Now I'm at the UCISA management conference in Edinburgh, my last as Chair of the Executive. Jeff Haywood, CIO from Edinburgh University opened the conference and welcomed us on behalf of the 4 universities in this fine city.
He gave a short talk on how to make the case for investing in IT. Given the steadily increasing importance of IT in HE and FE and it is important to get the right questions asked of the right people. A University can almost define all of its business now as e something, whether that is learning,research, technology transfer or administration.
Our users expect our services to be as agile as Amazon and as reliable as their bank at same time - they are so demanding because of the range of the business that we underpin. There's also the rapid rate of change and stuff that people especially students, think have been around long time, which haven't been.
There are several ways of talking to senior management, one way is carefully argued business plan. But in order to be successful, it has to be combined with the carefully timed Elevator pitch. This is as much about emotional appeal as logic. Short, punchy statements and illustrations are important.
Some useful questions to start a good discussion with senior management. What is it we could do that would give you the confidence that were making the right investment in IT for now and the future. What IT services do you want, and what do you really need?

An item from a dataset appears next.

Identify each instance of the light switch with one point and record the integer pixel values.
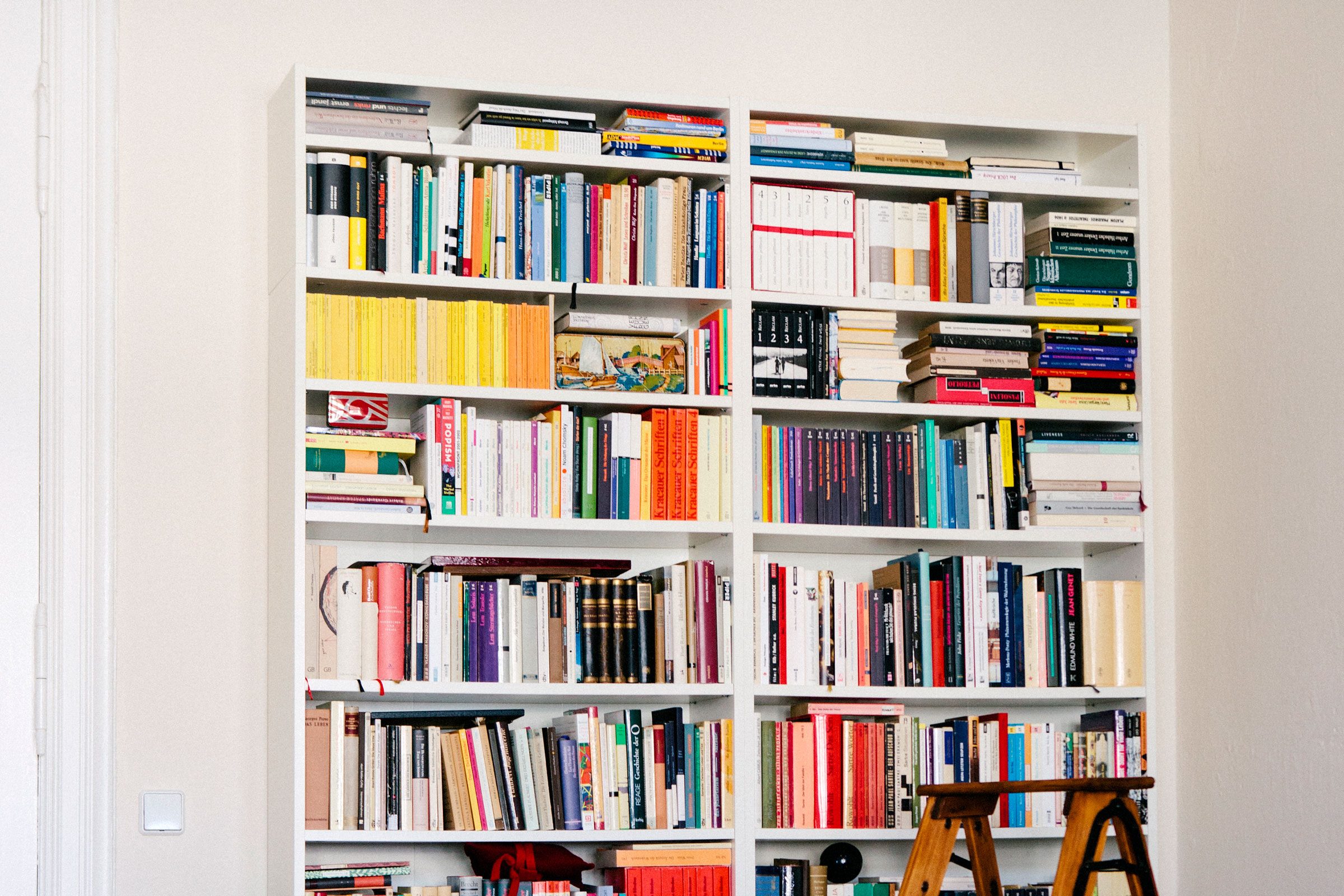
(162, 812)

Given that most of us spend c15 % on transformation, 15% on growth and 75% on keeping things running, what would make you worry about any changes to above?
Use benchmarks such as the Gartner hype cycle to show where you are compared to other places. Discuss planning tools such as quadrants with them and show them where the high value or high risk stuff is that you do.
Excellent set of suggestions for engaging senior management in valuable and productive discussions about investment in IT and a good start to the conference.